The setting is a BBC radio studio within Broadcasting House in 1937. Outside a thunder storm is raging causing the studio lights to flicker. In the studio next door Alvar Lidell is reading the evening news. Before us the cast of The Fitzrovia Radio Hour are poised to bring us a dramatic adaptation of Bram Stoker’s Dracula.

East Anglian Daily Times: Fiona Sheehan, Jon Edgley Bond and Dan Starkey in The Fitzrovia Radio Hour's Dracula at the Colchester MercuryFiona Sheehan, Jon Edgley Bond and Dan Starkey in The Fitzrovia Radio Hour's Dracula at the Colchester Mercury (Image: Archant)

The brilliant conceit behind this show is that Stoker’s classic tale is re-animated with a healthy dose of surreal humour. The story of Dracula is delivered not only as a radio broadcast but also as a tongue-in-cheek comedy. What we get is a play within a play. The narrative is dramatised faithfully on air but we also get to see the comic chaos which surrounds the broadcast.

Cast members fall-out, others fall in love, some are past their sell-by date and if all that wasn’t enough the regulars of The Fitzrovia Radio Hour are joined by a mysterious guest star, a Romanian count who has been drafted in to play the notorious title role.

The fast-moving adaptation has been vividly brought to life by director Cal McCrystal and writers Tom Mallaburn, Phil Mulryne and Jon Edgley Bond. The show is delivered with a deliciously light touch. Nothing is over played and they had the packed theatre roaring with laughter.

The show is well cast. David Benson relishes playing with his tortured east European accent and his courtly demeanor while Dan Starkey anchors the production as the one relatively ‘normal’ member of the cast who forms the bridge with the radio/theatre audience. Jon Edgley Bond is the matinee idol slumming it on radio, Fiona Sheehan is the young ingénue who is smitten with her leading man, while Joanna Wake is the eccentric veteran actress who solicits a round of applause after every scene with a genteel bow to the audience and Tom Mallaburn is the piano playing extra with a grudge against Fiona Sheehan.
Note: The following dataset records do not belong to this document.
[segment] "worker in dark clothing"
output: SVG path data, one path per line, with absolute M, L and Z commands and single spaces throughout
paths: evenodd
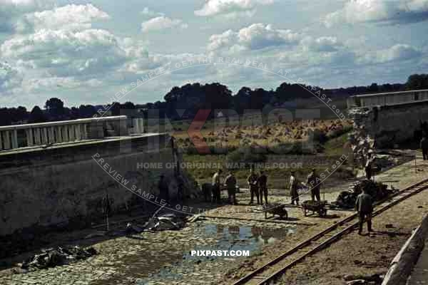
M 290 175 L 290 195 L 291 195 L 291 204 L 299 204 L 299 193 L 297 192 L 297 180 L 295 172 L 292 171 Z
M 169 201 L 169 189 L 165 175 L 160 175 L 158 187 L 159 188 L 160 199 L 165 200 L 165 202 L 168 202 Z
M 372 167 L 373 166 L 373 158 L 372 157 L 372 154 L 369 152 L 367 155 L 367 159 L 366 160 L 366 164 L 365 167 L 365 172 L 366 172 L 366 178 L 369 180 L 372 179 Z
M 317 201 L 321 202 L 321 197 L 320 196 L 321 180 L 317 175 L 315 168 L 312 169 L 312 172 L 307 176 L 307 186 L 310 187 L 312 200 L 315 201 L 316 198 Z
M 373 204 L 372 202 L 372 197 L 367 193 L 365 189 L 363 189 L 362 193 L 357 197 L 355 209 L 358 211 L 358 217 L 360 218 L 358 234 L 361 234 L 361 232 L 362 232 L 362 224 L 365 221 L 367 222 L 368 231 L 372 232 L 372 212 L 373 212 Z
M 225 179 L 225 185 L 228 189 L 228 196 L 229 202 L 232 204 L 237 204 L 236 202 L 236 178 L 231 172 L 229 172 Z
M 247 182 L 248 183 L 248 186 L 250 187 L 250 192 L 251 192 L 251 200 L 250 201 L 250 204 L 254 202 L 254 195 L 255 194 L 255 197 L 257 198 L 257 204 L 260 204 L 260 202 L 259 200 L 259 190 L 258 185 L 258 176 L 257 174 L 254 172 L 254 170 L 251 168 L 250 175 L 248 178 L 247 178 Z
M 420 147 L 422 149 L 422 157 L 424 160 L 428 160 L 428 138 L 424 135 L 420 142 Z
M 213 175 L 213 202 L 217 204 L 221 202 L 220 179 L 222 172 L 222 170 L 218 170 Z
M 181 175 L 177 176 L 177 200 L 184 201 L 184 179 Z
M 263 200 L 263 195 L 265 196 L 265 203 L 268 204 L 268 177 L 263 171 L 260 171 L 260 176 L 258 177 L 258 181 L 260 200 Z

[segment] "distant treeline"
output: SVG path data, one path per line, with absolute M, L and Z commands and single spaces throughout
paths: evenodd
M 312 89 L 320 90 L 331 98 L 346 98 L 352 95 L 371 93 L 394 92 L 404 90 L 428 88 L 428 74 L 414 74 L 409 76 L 404 84 L 372 83 L 368 86 L 354 86 L 336 89 L 324 89 L 313 86 Z M 243 87 L 235 95 L 228 86 L 213 83 L 186 84 L 174 87 L 163 98 L 164 101 L 146 104 L 112 103 L 109 105 L 111 115 L 121 114 L 121 109 L 139 109 L 146 112 L 150 109 L 158 109 L 160 115 L 166 115 L 172 120 L 192 118 L 198 110 L 233 109 L 242 113 L 247 109 L 263 109 L 267 106 L 280 107 L 283 103 L 297 98 L 309 98 L 313 94 L 308 90 L 311 86 L 283 83 L 275 90 L 266 90 L 263 88 L 252 90 Z M 73 120 L 93 116 L 98 110 L 104 107 L 81 105 L 78 107 L 64 107 L 63 102 L 58 98 L 46 100 L 44 109 L 34 106 L 31 112 L 25 107 L 0 108 L 0 125 L 21 124 L 26 123 L 42 123 L 53 120 Z M 176 110 L 185 110 L 178 114 Z

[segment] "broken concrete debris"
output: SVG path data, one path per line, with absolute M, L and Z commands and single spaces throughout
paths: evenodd
M 174 214 L 165 214 L 150 218 L 144 225 L 144 229 L 149 231 L 180 229 L 184 227 L 185 224 L 185 221 L 183 217 Z
M 85 259 L 95 254 L 97 254 L 97 252 L 93 247 L 82 249 L 78 246 L 58 247 L 56 249 L 44 249 L 41 254 L 35 254 L 26 259 L 20 267 L 29 270 L 55 267 L 58 265 L 68 264 L 77 260 Z
M 340 192 L 336 200 L 335 204 L 345 209 L 352 209 L 355 207 L 357 196 L 360 195 L 363 189 L 365 189 L 373 198 L 373 201 L 380 201 L 387 198 L 389 195 L 394 193 L 396 189 L 387 189 L 388 186 L 382 182 L 374 182 L 372 180 L 364 180 L 359 181 L 351 186 L 348 191 Z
The laughs flow thick and fast and there is plenty of atmosphere. McCrystal and the Mercury production team have created a very believable radio studio. For theatre audiences worried that this is merely a show about people gathered aropund a microphone reading scripts then nothing could be further from the truth. There is a host of frenetic activity as the cast produce all their own spot effects.

The Fitzrovia Radio Hour’s Dracula produces a hugely entertaining night at the theatre without ever undermining its source material. It’s fun, inventive and captures that period feel perfectly. A total joy.